In Ahmedabad Municipal Corporation vs. Nawab Khan Gulab Khan, the Supreme Court held that in view of the consistent influx of rural population into urban areas, and consequent growth of encroachments, local bodies (i.e. municipalities and panchayats) should prepare plans in accordance with Articles 243G and 243W of the Constitution for their settlement. The court observed:
“Right to residence is one of the minimal human rights as a fundamental right. Due to want of facilities and opportunities, the right to residence and settlement is an illusion to the rural and urban poor. Article 38,39 and 46 mandate the State, as its duty, to minimise inequalities in income and in opportunities and status. It positively charges the State to distribute its largess to the weaker sections of the society envisaged in Article 46 to make socio-economic justice a reality, meaningful and fruitful so as to make the life worth living with dignity.”
In Shantistar Builders v. Narayan Khimalal Totame, a bench of three judges held that the basic needs of man have traditionally been accepted to be three – food, clothing and shelter. The right to life is guaranteed in any civilised society. That would take within its sweep the right to food, the right to clothing, the right to decent environment and a reasonable accommodation to live in. The difference between the need of an animal and a human being for shelter has to be kept in view. For an animal it is the bare protection of the body; for a human being it has to be a suitable accommodation which would allow him to grow in every aspect – physical, mental and intellectual.

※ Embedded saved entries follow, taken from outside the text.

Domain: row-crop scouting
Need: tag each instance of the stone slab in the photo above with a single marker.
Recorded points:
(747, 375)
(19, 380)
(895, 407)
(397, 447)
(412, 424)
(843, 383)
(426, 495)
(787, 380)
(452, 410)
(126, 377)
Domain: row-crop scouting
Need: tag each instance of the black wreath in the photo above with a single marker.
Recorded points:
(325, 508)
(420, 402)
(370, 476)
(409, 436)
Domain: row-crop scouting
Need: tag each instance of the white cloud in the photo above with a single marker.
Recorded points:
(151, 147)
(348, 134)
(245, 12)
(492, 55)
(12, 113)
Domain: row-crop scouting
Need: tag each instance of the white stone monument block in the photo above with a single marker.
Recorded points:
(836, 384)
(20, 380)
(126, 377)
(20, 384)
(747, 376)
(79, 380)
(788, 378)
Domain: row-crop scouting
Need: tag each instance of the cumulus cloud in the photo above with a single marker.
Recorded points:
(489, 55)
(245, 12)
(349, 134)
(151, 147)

The “right to life guaranteed in any civilised society implies the right to food, water, decent environment, education, medical care and shelter, the Supreme Court observed n Chameli Singh vs. State of U.P., adding:
“These are basic human rights known to any civilised society. The civil, political, social and cultural rights enshrined in the Universal Declaration of Human Rights and Convention or under the Constitution of India cannot be exercised without these basic human rights. Shelter for a human being, therefore, is not a mere protection of his life and limb. It is a home, where he has opportunities to grow physically, mentally, intellectually and spiritually. Right to shelter, therefore, includes adequate living space, safe and decent structure, clean and decent surroundings, sufficient light, pure air and water, electricity, sanitation and other civic amenities like roads etc. so as to have easy access to his daily avocation. The right to shelter, therefore, does not mean a mere right to a roof over one’s head but right to all the infrastructure necessary to enable them to live and develop as a human being. Right to shelter when used as an essential requisite to the right to live should be deemed to have been guaranteed as a fundamental right.”
In sum, the Supreme Court has said that the right to life guaranteed by Article 21 of the Constitution includes the right to livelihood. And if a person is evicted from the place where he is residing (even if illegally) and his jhuggi demolished, he will certainly lose his livelihood too, for to work he must live somewhere. For this reason, the court directed in Olga Tellis that alternative land sites must be allotted to the JJ dwellers, not too far distant from their place of work.
In the light of the rights that citizens have under the Constitution, as upheld by the Supreme Court, it is clear that the precipitate action of the railway authorities. in acting against the residents of Shakur Basti is highly condemnable. I can understand their desire to evict the illegal encroachments so as to create a new passenger terminal, but then a scheme should have first been prepared to provide alternative land to these poor people instead of just throwing them out in the cold. Only after they were resettled should the land in their occupation been taken over.